Do any of them have regional or national awards for quality? Do they advertise compliance with nationally recognized best practices? Do they garner positive patient reviews? On the opposite side of the spectrum, have any of the plan’s providers been cited by regulatory authorities for inspection or quality violations?

This type of research does not take very long to do but it can provide consumers with invaluable information.

Look at Cash Flow

Consumers who find themselves torn between plans of similar quality and network size may find the answer to selecting the best plan for their needs lies in investigating the financial benefits and downsides of each plan.

In addition to determining the health insurance costs such as premiums, copayments and deductibles, potential enrollees can ask themselves the following questions to get started:

  • What costs are not covered by these plans? (E.g. prescription medications and out-of-network care)
  • Are there limitations or restrictions on what qualifies as emergency care? (E.g. Is emergency care restricted to serious injuries like broken bones or does it also cover smaller traumas like bee stings?)
  • What costs count towards those deductibles?
  • How long does it usually take for the plan to process out-of-network claims and reimburse them?
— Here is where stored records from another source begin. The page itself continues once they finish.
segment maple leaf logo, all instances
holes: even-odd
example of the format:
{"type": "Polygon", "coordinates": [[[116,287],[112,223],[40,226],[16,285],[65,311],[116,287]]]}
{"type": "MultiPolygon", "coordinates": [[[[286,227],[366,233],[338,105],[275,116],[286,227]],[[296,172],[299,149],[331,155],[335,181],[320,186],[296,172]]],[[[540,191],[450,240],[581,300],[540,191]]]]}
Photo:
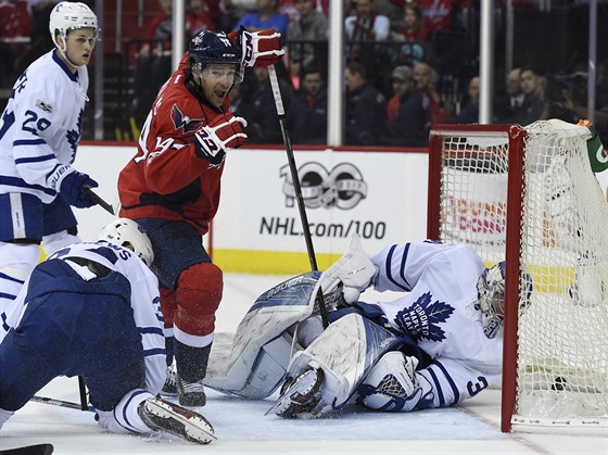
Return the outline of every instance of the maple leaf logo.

Buyers who have little savings and who cannot afford to pay out the full amount of money required to meet high deductibles on plans, like those for health maintenance organization policies, are often better off paying slightly higher monthly premiums for low or no deductible plans.

Likewise, enrollees who need multiple prescription medications may do better with plans that charge higher premiums but lower copays per refill.

By contrast, buyers who have enough savings or income cushion to pay their full deductible on short notice in the event they are seriously injured may stand to save money by selecting a higher-deductible, lower-premium plan.

Consumers should also examine whether any of the plans they are considering will qualify them for a health savings account (HSA). The tax benefits of an HSA may counter-balance the risks of a higher deductible, particularly for patients who are generally in good health.